Nonlinear Complex Resistivity

     Nonlinear complex resistivity (NLCR) is a geophysical method of stimulating materials with an electrical current sine wave of variable frequency and measuring the voltage response.   The ratio of the amplitudes of the voltage to the current normalized by the geometry of the electrodes is the magnitude of the resistivity.  The shift in time between the stimulus current and response voltage is a phase shift.  Deconvolved response by stimulus and summed root mean square harmonics are the total harmonic distortion.  Deviation of the real and imaginary parts of the complex resistivity transfer function versus frequency from the Hilbert transform expectation are Hilbert Distortions.  Both distortions are measures of nonlinearity.

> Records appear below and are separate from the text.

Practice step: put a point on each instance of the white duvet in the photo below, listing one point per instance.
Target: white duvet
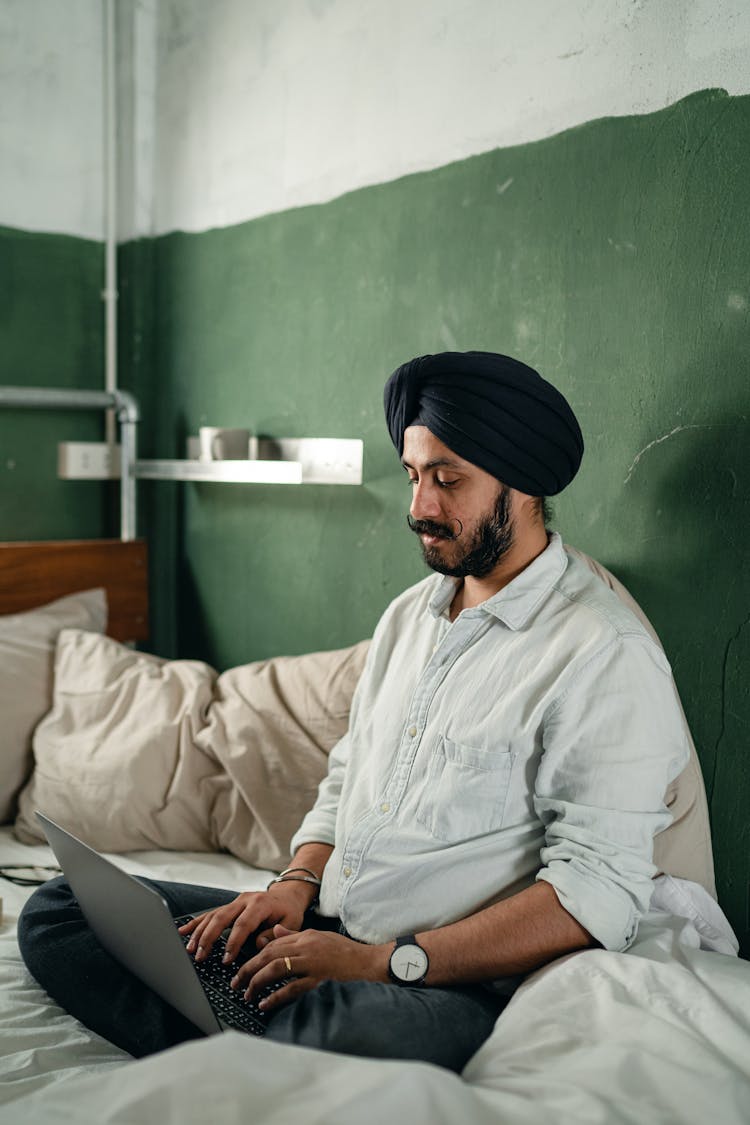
(660, 1034)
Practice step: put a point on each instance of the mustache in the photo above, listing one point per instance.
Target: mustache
(440, 530)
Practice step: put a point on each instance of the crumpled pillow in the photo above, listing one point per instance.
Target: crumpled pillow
(27, 654)
(142, 753)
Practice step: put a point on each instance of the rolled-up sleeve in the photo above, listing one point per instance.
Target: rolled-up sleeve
(319, 825)
(613, 741)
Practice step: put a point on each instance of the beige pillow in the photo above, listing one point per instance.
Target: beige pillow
(143, 753)
(271, 728)
(27, 647)
(115, 758)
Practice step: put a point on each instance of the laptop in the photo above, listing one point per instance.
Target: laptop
(135, 925)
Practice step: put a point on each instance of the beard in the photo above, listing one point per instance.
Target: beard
(490, 540)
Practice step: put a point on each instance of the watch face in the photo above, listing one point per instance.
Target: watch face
(408, 962)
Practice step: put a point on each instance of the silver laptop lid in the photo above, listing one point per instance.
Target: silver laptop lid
(134, 924)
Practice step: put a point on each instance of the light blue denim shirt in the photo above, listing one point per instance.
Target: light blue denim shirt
(532, 738)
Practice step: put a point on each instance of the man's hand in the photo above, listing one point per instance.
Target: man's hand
(285, 902)
(309, 957)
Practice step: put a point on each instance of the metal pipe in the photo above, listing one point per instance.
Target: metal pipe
(127, 413)
(109, 293)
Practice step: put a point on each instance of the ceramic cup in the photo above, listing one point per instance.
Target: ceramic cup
(217, 443)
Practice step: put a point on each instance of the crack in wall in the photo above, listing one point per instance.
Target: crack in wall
(728, 647)
(658, 441)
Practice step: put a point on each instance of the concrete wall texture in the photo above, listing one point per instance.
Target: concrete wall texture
(313, 192)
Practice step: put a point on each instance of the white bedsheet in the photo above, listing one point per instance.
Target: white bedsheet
(660, 1034)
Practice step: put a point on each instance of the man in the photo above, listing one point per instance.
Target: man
(494, 802)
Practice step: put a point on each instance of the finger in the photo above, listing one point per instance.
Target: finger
(198, 928)
(187, 927)
(277, 970)
(249, 921)
(270, 935)
(288, 992)
(214, 925)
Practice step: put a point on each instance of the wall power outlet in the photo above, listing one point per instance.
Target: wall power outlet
(88, 460)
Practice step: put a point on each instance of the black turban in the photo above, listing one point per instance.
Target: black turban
(493, 411)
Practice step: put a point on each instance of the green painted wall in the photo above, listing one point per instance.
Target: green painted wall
(614, 257)
(51, 335)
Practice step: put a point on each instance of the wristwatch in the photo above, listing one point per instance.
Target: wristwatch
(408, 962)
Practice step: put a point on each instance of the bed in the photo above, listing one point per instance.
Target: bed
(210, 781)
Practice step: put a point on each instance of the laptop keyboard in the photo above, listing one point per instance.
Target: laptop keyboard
(227, 1002)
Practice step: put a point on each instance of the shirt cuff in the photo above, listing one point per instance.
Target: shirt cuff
(610, 917)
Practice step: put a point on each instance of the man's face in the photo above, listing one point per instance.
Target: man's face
(461, 513)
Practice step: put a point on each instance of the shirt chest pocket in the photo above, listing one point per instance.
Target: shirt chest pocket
(464, 791)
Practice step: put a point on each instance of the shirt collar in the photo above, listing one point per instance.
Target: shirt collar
(515, 603)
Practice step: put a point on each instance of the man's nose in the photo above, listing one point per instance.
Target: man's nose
(425, 503)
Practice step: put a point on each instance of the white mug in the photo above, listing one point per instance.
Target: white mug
(217, 443)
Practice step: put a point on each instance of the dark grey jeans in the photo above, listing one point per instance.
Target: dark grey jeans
(440, 1025)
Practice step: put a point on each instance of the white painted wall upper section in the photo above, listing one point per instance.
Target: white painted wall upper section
(272, 104)
(236, 108)
(51, 116)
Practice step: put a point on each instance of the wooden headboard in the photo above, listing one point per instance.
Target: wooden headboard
(34, 574)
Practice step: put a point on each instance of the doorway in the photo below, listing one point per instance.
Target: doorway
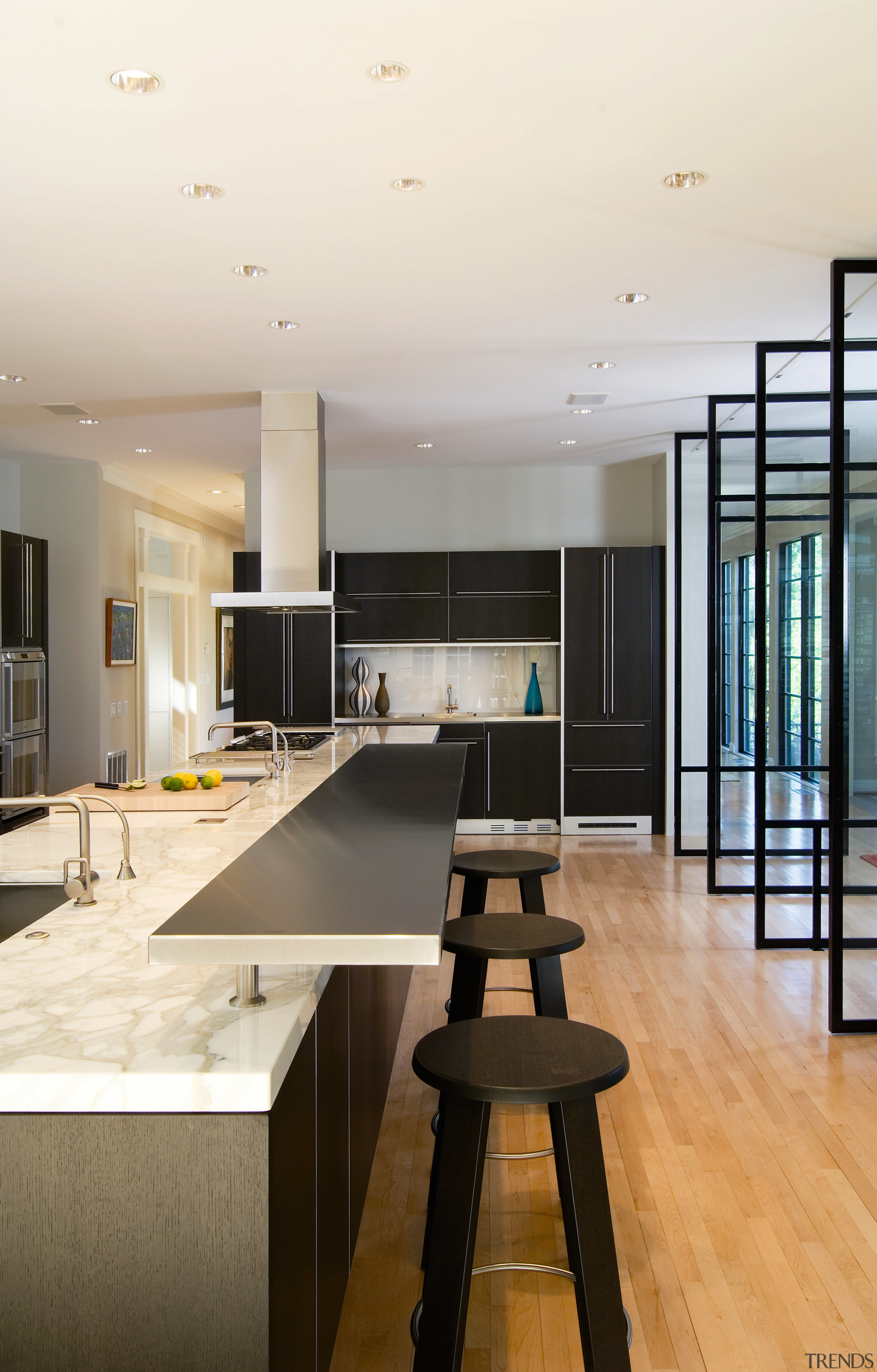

     Nonlinear complex resistivity measurements as a function of frequency from 0.001 Hz to 1,000 Hz are useful in a variety of applications where remote measurements of active chemical processes are important.  As all chemical reactions involve electron charge movement, NLCR can measure or observe nearly all chemical processes (some are too fast or too slow).  NLCR is used in the laboratory, in boreholes, between boreholes or between holes and the surface, from the surface and inside tunnels.  It requires contact with the ground to inject a current and has not been successfully employed from airborne platforms.  It has applications to the study of corroding metals, ore exploration and delineation, clay-organic reactions for petroleum exploration, environmental characterization and monitoring, ground water,
infrastructure characterization, archaeology, and agriculture.